Około trzeciej godziny Helena z córką zeszły na ulicę Vineuse, i uszedłszy kroków kilka, zadzwoniły do sąsiedniego domu. Obie były jeszcze w ciężkiej żałobie. Służący we fraku i białej krawatce otworzył im. Helena poznała wielki przysionek, ozdobiony portyerami ze wschodniej materyi; mnóstwo kwiatów na prawo i na lewo stało w skrzyniach. Weszły do małego pokoju, mającego obicia i meble koloru rezedy. Służący stanął i czekał. Helena powiedziała mu nazwisko swoje.
— Pani Grandjean.
Służący otworzył drzwi do bardzo wspaniałego salonu, żółto z czarnem, i usuwając się powtórzył:
— Pani Grandjean.
Helena, stanąwszy już na progu, chciała cofnąć się. W salonie koło komina spostrzegła młodą damę, siedzącą na wązkiej kanapce, którą całkowicie zajmowała swą szeroko rozłożoną suknią. Naprzeciw niej siedziała niemłoda osoba w kapeluszu i w szalu.

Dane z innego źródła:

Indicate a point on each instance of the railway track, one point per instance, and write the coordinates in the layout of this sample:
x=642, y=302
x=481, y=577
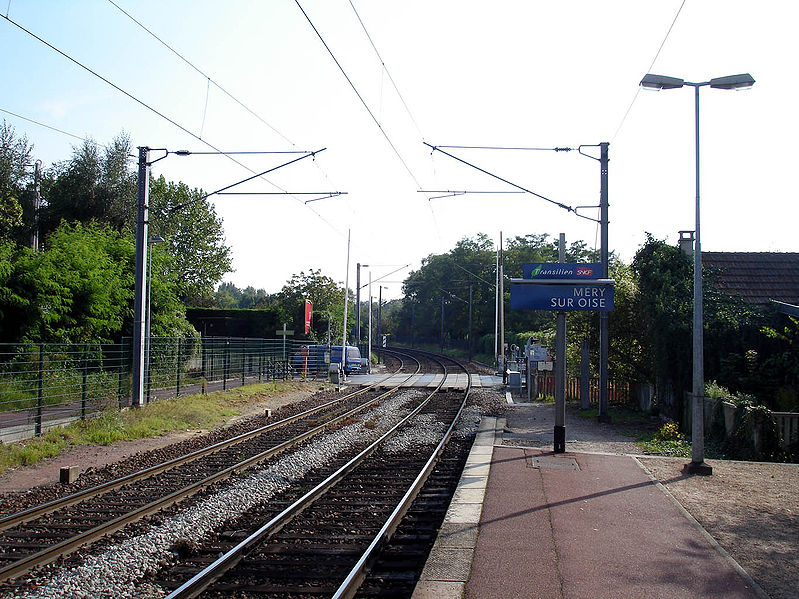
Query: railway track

— Przepraszam rzekła Helena — chciałam się widzieć z doktorem Deberle.
I wzięła za rękę Joannę, którą była puściła naprzód. Zadziwiła się i zażenowała, że tak wpadła do nieznajomej sobie osoby. Dla czego nie zapytała się o doktora? Wiedziała przecie, że jest żonaty.
Pani Deberle głosem szybkim i ostrym kończyła właśnie opowiadanie swoje:
— Cudowne to, cudowne!... Umiera tak naturalnie. Chwyta się za piersi, odrzuca głowę i cała zielenieje. Trzeba ją widzieć, wierz mi panno Aurelio...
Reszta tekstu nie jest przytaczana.